Originally opening in February 1931 as The Regal Cinema which had a 1,446 seat auditorium (circle and stalls) and just one screen.

The cinema was designed by Cecil Masey who designed over 40 other cinema and theatre buildings around the country.

In September 1961 it was renamed Odeon and in 1974 tripled with Screen 1 the original circle, and below Screens 2 and 3 in the original stalls area. 

Three additional screens were later added, bringing the total to six.

The Odeon saw its last day on Sunday October 13th 2002 and has lay rest ever since. Various plans have been put forward for turning the building into a club but recently ownership has changed hands and is now planned to be a hotel.

Personally for me this explore was about the place and less about the photos so the set isn't huge... that and there really isn't much left inside to photograph.

Whilst inside for 5hrs I was busting for the toilet. I was respectful enough to use the only un-smashed urinal in there. 

Please excuse and appreciate the light issues that were faced inside.

*THE SET*

Everyone that has seen this photo says that they remember Screen 1 being a lot lot bigger.






Screen 1 projection room. A lot of pigeon mess.





The only piece of film left in the whole building.


















































If you ever went to this cinema while it was open you should remember these doors. They took you to Screen 1 upstairs, and Screens 2, 3 and 4 downstairs. To the right the alcove where movie cardboard cutouts used to stand with the free Odeon magazine.





The oddest thing I expected to find inside was this old organ. A Yamaha, a real shame it wasn't the original Wurlitzer from the 1930s.





The same Odeon ticket desk I used to queue at with the blue rope to queue around.





Staff stalls for behind the ticket desk.















This was the corridor that had three screens accessed off of it. Toilets at each end.





Ropes assumed to be used from when the place was the old Regal one screen cinema. Tied but not hanging anything from the top ends. Access via a wooden ladder was possible but I didn't fancy it.





Phone/intercom also assumed to be used from when the place was the old Regal one screen cinema. This was where the staff would control lighting, curtains etc from. Both this and the ropes were up a steal ladder in the stage area.





As I said at the top, not a lot to see inside really. Sorry guys.

Set up on FlickR.


----------



## oomphpoomftie (Oct 3, 2013)

Very nice indeed, photo's totally capture the mood of the place.
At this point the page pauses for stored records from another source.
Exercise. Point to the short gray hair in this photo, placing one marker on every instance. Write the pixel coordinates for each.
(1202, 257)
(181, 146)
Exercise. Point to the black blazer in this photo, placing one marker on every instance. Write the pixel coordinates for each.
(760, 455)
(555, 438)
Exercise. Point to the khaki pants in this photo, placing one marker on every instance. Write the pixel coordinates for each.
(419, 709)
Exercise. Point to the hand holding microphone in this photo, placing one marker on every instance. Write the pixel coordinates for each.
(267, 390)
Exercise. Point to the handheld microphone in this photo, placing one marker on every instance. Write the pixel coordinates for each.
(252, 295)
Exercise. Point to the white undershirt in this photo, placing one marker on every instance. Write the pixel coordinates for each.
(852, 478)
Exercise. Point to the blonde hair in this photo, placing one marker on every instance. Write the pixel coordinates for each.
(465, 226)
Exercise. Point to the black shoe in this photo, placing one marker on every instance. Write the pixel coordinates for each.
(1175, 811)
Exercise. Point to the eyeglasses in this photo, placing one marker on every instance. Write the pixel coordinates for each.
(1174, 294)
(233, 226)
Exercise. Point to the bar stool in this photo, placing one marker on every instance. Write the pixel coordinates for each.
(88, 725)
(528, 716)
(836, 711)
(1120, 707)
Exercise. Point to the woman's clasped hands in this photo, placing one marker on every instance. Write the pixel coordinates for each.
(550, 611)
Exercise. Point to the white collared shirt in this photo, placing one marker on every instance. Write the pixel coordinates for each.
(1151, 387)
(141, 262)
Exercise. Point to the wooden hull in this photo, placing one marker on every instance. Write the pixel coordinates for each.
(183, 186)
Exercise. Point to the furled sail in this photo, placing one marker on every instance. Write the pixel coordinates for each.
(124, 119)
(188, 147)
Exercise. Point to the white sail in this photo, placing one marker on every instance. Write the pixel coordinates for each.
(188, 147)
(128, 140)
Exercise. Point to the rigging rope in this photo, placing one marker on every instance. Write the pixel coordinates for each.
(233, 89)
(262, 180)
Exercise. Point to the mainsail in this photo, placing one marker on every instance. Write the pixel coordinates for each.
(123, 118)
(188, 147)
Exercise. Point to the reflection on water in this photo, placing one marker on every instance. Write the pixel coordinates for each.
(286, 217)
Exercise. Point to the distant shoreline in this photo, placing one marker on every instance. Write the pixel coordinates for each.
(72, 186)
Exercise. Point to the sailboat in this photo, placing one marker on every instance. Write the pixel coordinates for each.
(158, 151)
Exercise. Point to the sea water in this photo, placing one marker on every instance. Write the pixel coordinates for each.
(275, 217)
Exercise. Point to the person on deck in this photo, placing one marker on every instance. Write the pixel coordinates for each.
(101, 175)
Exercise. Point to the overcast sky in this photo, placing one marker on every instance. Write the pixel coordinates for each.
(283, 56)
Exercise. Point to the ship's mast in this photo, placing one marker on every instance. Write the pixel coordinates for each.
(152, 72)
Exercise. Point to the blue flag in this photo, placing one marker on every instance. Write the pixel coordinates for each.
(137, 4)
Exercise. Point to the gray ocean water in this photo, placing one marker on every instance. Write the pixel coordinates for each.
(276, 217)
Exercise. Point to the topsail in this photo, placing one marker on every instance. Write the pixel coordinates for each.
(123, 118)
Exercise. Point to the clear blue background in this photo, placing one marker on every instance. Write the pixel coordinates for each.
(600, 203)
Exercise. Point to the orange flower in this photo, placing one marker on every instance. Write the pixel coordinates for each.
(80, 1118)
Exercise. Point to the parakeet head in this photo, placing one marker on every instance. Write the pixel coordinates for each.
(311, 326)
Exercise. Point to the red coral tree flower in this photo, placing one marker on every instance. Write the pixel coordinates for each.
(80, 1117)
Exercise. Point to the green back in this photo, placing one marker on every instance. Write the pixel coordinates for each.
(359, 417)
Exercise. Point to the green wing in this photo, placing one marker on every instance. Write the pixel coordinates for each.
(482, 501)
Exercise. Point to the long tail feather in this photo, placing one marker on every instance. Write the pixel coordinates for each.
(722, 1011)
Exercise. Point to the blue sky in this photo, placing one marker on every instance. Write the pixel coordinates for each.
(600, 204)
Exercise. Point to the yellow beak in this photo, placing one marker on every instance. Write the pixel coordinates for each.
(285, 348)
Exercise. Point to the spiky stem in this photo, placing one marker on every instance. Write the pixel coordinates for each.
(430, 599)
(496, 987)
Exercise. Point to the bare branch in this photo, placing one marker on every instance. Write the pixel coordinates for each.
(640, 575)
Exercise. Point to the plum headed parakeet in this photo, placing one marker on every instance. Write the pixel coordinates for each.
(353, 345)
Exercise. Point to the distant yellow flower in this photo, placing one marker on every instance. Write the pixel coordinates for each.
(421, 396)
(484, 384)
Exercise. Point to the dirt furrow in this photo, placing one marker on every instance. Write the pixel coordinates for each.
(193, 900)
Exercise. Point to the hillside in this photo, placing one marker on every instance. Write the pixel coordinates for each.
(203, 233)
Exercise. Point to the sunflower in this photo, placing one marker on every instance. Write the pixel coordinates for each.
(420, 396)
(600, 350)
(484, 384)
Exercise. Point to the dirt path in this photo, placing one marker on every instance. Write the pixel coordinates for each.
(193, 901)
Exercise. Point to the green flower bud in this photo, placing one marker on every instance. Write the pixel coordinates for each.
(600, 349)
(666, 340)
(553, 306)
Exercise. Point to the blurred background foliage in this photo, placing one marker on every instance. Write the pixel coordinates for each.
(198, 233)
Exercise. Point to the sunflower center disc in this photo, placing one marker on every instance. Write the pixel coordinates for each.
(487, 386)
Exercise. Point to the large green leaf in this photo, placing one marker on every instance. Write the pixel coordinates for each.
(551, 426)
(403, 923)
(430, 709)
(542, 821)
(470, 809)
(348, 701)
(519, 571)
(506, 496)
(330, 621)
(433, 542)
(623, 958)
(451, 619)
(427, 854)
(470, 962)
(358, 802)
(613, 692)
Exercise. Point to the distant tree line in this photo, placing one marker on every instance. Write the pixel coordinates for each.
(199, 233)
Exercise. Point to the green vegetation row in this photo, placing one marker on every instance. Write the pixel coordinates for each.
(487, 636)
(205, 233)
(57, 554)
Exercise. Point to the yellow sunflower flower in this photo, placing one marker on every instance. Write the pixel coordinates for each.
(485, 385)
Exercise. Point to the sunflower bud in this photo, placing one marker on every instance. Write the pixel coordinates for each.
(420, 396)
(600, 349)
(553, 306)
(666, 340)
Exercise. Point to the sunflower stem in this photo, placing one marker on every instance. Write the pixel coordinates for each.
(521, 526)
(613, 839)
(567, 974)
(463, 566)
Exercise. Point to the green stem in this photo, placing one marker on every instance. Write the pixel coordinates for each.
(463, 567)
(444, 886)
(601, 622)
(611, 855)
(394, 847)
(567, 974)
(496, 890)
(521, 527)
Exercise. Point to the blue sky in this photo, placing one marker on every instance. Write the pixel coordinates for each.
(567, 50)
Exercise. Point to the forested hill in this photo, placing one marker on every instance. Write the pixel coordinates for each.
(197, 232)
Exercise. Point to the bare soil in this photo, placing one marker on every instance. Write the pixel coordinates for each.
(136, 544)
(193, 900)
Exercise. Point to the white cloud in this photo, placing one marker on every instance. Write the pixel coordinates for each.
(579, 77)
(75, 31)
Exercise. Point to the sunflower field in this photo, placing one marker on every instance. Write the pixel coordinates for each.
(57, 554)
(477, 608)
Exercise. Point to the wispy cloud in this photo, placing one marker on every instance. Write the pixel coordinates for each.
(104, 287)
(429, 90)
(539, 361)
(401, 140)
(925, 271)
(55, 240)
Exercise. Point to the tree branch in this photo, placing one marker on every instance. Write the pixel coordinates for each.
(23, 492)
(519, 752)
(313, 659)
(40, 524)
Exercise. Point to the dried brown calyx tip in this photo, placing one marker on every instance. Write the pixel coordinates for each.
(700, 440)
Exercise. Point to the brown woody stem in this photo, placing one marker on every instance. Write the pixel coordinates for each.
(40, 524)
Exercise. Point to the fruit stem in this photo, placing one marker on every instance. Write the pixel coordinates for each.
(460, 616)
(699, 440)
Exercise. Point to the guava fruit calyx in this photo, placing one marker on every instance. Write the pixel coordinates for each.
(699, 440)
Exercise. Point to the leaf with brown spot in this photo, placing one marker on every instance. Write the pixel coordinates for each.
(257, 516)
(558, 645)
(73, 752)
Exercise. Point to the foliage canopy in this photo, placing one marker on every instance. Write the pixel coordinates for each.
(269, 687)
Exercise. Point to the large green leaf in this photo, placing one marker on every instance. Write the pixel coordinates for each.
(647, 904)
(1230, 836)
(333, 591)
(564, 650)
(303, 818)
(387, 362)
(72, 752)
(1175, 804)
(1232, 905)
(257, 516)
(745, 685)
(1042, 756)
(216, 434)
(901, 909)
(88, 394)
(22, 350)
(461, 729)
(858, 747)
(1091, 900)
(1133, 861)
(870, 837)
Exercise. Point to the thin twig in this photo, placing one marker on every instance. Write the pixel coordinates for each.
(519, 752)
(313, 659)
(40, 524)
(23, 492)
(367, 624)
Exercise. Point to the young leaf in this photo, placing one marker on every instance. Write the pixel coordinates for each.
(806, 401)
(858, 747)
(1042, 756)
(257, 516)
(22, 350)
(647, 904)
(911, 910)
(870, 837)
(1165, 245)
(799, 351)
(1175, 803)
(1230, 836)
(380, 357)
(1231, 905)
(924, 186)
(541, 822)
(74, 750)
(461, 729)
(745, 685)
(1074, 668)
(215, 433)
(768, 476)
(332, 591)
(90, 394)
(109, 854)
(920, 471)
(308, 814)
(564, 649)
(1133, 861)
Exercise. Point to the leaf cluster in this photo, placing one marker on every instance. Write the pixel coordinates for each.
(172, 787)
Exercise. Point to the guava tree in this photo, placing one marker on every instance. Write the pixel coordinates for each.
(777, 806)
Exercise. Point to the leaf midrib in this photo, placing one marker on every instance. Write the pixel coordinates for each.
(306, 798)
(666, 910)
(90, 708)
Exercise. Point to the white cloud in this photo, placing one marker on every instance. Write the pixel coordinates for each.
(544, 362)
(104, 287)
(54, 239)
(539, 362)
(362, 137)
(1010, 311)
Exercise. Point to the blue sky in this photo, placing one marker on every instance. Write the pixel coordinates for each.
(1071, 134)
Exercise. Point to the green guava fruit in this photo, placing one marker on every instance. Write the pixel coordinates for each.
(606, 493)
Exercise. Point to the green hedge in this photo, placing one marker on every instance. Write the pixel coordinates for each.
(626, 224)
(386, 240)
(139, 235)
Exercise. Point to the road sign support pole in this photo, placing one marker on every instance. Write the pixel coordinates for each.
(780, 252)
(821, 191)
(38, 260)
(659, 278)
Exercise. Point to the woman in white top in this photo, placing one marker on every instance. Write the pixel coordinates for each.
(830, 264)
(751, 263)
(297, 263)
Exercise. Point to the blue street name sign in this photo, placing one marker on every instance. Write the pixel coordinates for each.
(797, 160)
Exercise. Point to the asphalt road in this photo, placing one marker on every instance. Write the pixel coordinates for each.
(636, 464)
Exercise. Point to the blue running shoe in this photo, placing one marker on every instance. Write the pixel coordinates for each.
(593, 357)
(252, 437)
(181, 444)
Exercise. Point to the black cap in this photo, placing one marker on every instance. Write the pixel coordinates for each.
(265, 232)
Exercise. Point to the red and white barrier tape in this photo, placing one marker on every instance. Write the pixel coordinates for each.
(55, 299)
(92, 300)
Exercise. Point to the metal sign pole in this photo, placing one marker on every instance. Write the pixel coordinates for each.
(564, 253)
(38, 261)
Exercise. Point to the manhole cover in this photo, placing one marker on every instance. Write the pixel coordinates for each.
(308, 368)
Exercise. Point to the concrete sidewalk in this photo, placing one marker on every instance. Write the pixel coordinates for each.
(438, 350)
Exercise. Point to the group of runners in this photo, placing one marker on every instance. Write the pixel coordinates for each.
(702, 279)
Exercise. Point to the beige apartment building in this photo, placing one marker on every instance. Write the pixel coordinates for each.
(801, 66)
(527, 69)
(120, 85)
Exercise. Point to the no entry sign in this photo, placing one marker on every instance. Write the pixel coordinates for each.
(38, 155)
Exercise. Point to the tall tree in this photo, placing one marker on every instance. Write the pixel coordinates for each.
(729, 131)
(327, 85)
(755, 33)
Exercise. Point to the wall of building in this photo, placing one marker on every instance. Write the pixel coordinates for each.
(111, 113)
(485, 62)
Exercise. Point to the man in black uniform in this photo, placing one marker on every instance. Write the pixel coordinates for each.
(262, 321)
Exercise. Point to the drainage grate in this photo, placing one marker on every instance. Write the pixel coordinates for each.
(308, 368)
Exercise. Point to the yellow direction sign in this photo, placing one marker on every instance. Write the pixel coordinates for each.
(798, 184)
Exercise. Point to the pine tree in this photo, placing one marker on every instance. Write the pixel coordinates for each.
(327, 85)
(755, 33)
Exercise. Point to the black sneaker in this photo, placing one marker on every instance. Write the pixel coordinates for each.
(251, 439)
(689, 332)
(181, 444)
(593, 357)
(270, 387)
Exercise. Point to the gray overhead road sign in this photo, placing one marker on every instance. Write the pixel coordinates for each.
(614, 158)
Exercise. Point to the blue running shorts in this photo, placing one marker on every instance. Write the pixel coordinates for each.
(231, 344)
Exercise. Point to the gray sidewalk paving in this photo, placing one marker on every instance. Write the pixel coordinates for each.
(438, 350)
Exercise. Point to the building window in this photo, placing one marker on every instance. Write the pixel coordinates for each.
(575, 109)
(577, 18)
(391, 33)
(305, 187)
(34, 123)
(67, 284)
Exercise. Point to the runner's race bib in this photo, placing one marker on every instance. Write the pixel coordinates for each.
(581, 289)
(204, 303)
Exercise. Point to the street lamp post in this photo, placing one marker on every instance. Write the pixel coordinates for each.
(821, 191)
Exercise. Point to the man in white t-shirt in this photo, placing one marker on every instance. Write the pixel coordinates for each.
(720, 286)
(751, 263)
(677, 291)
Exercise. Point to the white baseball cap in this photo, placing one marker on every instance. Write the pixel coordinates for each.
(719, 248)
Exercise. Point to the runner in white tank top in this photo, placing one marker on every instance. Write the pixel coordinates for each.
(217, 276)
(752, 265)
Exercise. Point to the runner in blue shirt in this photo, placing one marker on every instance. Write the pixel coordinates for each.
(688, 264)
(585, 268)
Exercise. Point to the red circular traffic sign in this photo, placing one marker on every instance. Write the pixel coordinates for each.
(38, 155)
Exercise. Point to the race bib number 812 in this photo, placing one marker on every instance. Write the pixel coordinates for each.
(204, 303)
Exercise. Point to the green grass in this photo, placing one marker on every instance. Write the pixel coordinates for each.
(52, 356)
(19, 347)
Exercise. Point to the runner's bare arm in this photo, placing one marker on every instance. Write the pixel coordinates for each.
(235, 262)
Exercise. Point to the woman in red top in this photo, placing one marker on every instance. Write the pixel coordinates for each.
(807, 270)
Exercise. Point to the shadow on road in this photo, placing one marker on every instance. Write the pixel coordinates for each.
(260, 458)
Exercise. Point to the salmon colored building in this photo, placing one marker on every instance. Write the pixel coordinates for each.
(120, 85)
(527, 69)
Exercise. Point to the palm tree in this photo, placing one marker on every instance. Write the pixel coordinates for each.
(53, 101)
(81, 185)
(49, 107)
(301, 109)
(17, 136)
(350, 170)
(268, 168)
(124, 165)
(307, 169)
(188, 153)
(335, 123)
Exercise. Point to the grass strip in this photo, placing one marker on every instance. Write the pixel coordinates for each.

Well done.


----------



## UrbanX (Oct 3, 2013)

Blimey what a space! (First pic) 
Lovely set, cheers for sharing


----------



## Lightbuoy (Oct 3, 2013)

Ahh, brings back some fond memories does this place


----------



## g197- (Oct 3, 2013)

Lightbuoy said:


> Ahh, brings back some fond memories does this place



I bet when you went in there to watch films you never came out with a full body rash allergic reaction to anything.... I've been to the doctors this morning. Itchy as HELL!!!!

I've been in twice in the last month and both times this has happened.


----------



## The Wombat (Oct 3, 2013)

g197- said:


> As I said at the top, not a lot to see inside really. Sorry guys.
> 
> .



What?? Don't apologise - this is a really good report
thanks for sharing


----------



## flyboys90 (Oct 5, 2013)

Great report & pics.


----------



## g197- (Oct 8, 2013)

Perhaps I should have titled the post what and where it was most recently instead of what it was in the '30s. 

I think people in Colchester will apreciate this more if they went there when it was open as the Odeon.


----------